A SCA é uma consequência grave da elevação da PIA. Assim, torna‑se necessário entender
melhor alguns conceitos básicos. Por definição, PIA é a pressão contida no interior do comparti‑
mento abdominal. Fisiologicamente, a PIA pode atingir marcas transitórias de até 80mmHg (tosse,
manobra de Valsalva, levantamento de peso, etc.), mas esses valores não podem ser tolerados
por longos períodos.
A HIA é definida como uma PIA superior a 12mmHg.
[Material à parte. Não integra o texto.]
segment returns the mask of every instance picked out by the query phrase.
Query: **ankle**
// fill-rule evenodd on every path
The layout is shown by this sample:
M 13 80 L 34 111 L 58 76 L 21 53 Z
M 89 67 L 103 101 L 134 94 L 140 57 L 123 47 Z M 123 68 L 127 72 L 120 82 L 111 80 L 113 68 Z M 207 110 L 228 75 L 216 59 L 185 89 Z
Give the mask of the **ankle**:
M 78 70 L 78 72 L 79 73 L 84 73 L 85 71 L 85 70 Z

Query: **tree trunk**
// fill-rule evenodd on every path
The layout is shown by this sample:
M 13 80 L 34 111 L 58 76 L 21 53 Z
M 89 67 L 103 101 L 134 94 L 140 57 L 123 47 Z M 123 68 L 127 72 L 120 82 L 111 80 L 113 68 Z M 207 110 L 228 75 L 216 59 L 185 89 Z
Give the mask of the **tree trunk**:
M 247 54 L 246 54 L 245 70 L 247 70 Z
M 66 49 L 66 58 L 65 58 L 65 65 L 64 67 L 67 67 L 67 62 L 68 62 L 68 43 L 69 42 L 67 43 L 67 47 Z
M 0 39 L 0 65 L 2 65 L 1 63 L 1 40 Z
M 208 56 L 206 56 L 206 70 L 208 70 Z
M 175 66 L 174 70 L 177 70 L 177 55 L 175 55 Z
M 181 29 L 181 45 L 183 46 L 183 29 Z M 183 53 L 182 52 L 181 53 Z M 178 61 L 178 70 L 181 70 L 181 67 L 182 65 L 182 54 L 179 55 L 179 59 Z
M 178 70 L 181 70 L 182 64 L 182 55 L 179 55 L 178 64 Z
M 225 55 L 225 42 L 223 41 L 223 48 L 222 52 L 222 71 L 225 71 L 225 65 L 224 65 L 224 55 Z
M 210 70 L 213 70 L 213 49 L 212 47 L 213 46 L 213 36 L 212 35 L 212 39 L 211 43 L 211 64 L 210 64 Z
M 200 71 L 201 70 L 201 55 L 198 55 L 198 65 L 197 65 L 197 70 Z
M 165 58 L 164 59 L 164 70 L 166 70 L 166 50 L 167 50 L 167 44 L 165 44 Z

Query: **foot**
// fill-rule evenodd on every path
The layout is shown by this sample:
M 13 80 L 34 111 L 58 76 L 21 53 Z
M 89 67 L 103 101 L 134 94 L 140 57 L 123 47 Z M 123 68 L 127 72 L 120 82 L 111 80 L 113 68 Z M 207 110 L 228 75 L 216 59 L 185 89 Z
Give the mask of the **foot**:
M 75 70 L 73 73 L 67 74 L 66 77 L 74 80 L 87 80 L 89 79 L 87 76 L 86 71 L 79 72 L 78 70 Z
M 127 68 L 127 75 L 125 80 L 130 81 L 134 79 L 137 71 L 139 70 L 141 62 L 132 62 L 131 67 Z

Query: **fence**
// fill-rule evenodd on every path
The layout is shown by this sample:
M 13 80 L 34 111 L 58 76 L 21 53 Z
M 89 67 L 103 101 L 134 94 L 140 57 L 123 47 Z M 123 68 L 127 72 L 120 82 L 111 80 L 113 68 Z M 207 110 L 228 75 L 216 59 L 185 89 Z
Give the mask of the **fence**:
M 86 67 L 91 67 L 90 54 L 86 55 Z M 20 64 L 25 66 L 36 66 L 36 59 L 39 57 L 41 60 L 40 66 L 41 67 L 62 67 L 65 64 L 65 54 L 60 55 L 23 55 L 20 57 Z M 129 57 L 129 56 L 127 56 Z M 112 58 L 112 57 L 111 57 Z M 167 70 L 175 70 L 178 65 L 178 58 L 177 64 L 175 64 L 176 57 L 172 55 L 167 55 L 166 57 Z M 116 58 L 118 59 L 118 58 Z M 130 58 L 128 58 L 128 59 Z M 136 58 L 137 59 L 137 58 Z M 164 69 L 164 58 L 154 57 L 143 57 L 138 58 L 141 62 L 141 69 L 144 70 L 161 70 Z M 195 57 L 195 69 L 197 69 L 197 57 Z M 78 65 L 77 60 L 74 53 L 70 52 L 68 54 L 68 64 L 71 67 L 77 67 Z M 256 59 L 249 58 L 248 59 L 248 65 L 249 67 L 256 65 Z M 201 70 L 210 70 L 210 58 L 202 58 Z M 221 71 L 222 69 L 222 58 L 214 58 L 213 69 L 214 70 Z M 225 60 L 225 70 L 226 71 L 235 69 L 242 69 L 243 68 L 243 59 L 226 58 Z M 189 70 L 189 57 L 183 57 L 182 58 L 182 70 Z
Os efeitos nocivos da HIA ocorrem muito
antes da manifestação da SCA, e os pacientes que se apresentam com HIA estão associados
a um risco 11 vezes maior de desenvolver complicações abdominais do que aqueles que não
possuem HIA/SCA.1,4
A rápida progressão da HIA leva à SCA, que é formalmente definida como PIA > 20mmHg.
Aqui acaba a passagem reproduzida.